While the cloud is just getting its grip on primary data storage, it's becoming well entrenched for backup and quickly gaining the confidence and budget dollars of our respondents. Last year, between 19% and 21% were using cloud backup services for one or more applications or storage types. In the latest survey, that number jumped to 34%, a notable increase that could signal the acceptance of cloud backup among companies of all sizes. Thirty-eight percent of small businesses are using at least one of these services and 35% of big businesses are using them -- a sign that a fair number of enterprises now have faith in cloud storage.
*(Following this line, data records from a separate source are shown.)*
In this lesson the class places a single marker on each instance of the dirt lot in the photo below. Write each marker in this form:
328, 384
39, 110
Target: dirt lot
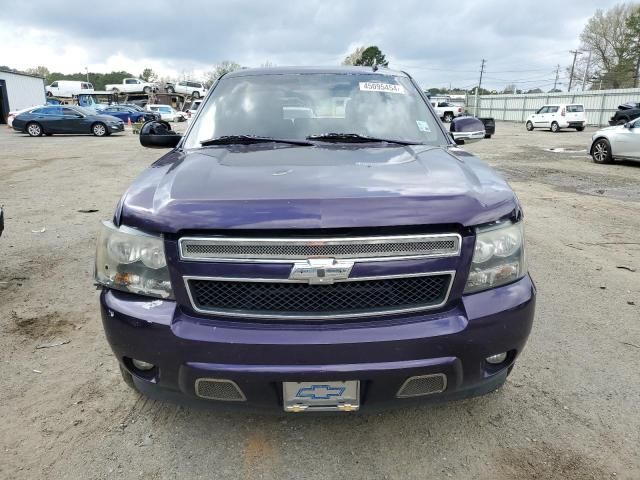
568, 411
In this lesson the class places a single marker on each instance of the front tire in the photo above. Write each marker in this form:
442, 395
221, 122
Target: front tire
34, 129
601, 151
99, 129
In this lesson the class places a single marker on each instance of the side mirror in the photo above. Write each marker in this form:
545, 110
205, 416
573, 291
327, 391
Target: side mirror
466, 130
158, 134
Using cloud backup services for email and database application data ranked at the top, with both used by 18% of respondents; backing up user files or desktop/notebook files are each used by 14% of those surveyed, while 13% use these services to back up remote sites or branch offices.

Looking ahead

Each year our survey wraps up with a question that asks about intentions related to new or newer storage technologies that may not yet have market penetration. On this "What's hot/What's not" list, data deduplication holds the top spot, as it has for the last four surveys, with 76% of respondents already implementing it, planning to or actively evaluating the technology. Encryption was ranked second (65%) and has been near the top of storage managers' priority lists for some time; however, this year it looks like some of those past plans for data encryption have carried through, as 60% are using encryption somewhere in the storage infrastructure vs. 43% a couple of years ago.

As noted earlier, there's renewed interest in file virtualization; 64% have implemented it, will implement it or expect to evaluate it this year. Primary storage data reduction garnered significant interest as well, racking up 63% in its inaugural year on the list.

As storage managers set their sights on 2010 and beyond, it's clear that using their shop's storage more efficiently will be Job No. 1 for some time to come.